Nuclear Medicine - Radiopharmacology Department, Champalimaud Foundation, Av. Brasília, 1400-038, Lisbon, Portugal.
Hematology Department, Champalimaud Foundation, Av. Brasília, 1400-038, Lisbon, Portugal.
J Digit Imaging. 2023 Aug;36(4):1864-1876. doi: 10.1007/s10278-023-00823-y. Epub 2023 Apr 14.

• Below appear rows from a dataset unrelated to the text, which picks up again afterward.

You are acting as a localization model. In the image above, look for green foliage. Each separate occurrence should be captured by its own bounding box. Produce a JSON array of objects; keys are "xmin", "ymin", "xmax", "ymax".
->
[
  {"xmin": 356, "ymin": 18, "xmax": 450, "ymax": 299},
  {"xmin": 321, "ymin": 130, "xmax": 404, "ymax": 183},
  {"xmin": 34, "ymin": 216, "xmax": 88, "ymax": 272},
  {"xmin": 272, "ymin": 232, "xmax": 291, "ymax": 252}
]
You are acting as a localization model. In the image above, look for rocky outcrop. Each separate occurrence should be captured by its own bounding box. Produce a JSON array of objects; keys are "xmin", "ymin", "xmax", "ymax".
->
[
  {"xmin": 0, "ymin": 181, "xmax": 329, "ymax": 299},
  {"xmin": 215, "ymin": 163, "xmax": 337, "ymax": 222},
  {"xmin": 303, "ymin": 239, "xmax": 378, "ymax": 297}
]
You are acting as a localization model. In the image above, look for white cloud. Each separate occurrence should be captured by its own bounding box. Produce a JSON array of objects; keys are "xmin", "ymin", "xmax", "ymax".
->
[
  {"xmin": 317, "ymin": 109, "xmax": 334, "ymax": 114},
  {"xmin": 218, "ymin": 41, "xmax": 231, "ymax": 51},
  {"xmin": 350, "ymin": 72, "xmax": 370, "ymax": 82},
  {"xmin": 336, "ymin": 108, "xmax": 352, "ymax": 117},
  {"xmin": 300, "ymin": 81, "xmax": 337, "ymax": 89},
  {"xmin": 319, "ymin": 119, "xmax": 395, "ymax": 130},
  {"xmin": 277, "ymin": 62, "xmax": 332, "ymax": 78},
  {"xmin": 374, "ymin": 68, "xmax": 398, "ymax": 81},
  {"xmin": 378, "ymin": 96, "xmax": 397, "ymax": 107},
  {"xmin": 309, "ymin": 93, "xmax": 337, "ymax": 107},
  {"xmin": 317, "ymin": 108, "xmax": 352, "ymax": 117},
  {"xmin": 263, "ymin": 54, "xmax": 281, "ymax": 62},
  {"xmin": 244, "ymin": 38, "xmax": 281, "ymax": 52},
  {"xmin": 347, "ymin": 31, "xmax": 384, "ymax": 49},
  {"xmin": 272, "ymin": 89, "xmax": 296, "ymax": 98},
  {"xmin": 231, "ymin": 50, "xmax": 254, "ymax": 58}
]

The objective is to assess the performance of seven semiautomatic and two fully automatic segmentation methods on [F]FDG PET/CT lymphoma images and evaluate their influence on tumor quantification. All lymphoma lesions identified in 65 whole-body [F]FDG PET/CT staging images were segmented by two experienced observers using manual and semiautomatic methods. Semiautomatic segmentation using absolute and relative thresholds, k-means and Bayesian clustering, and a self-adaptive configuration (SAC) of k-means and Bayesian was applied. Three state-of-the-art deep learning-based segmentations methods using a 3D U-Net architecture were also applied. One was semiautomatic and two were fully automatic, of which one is publicly available. Dice coefficient (DC) measured segmentation overlap, considering manual segmentation the ground truth. Lymphoma lesions were characterized by 31 features. Intraclass correlation coefficient (ICC) assessed features agreement between different segmentation methods. Nine hundred twenty [F]FDG-avid lesions were identified. The SAC Bayesian method achieved the highest median intra-observer DC (0.87). Inter-observers' DC was higher for SAC Bayesian than manual segmentation (0.94 vs 0.84, p < 0.001). Semiautomatic deep learning-based median DC was promising (0.83 (Obs1), 0.79 (Obs2)). Threshold-based methods and publicly available 3D U-Net gave poorer results (0.56 ≤ DC ≤ 0.68). Maximum, mean, and peak standardized uptake values, metabolic tumor volume, and total lesion glycolysis showed excellent agreement (ICC ≥ 0.92) between manual and SAC Bayesian segmentation methods. The SAC Bayesian classifier is more reproducible and produces similar lesion features compared to manual segmentation, giving the best concordant results of all other methods. Deep learning-based segmentation can achieve overall good segmentation results but failed in few patients impacting patients' clinical evaluation.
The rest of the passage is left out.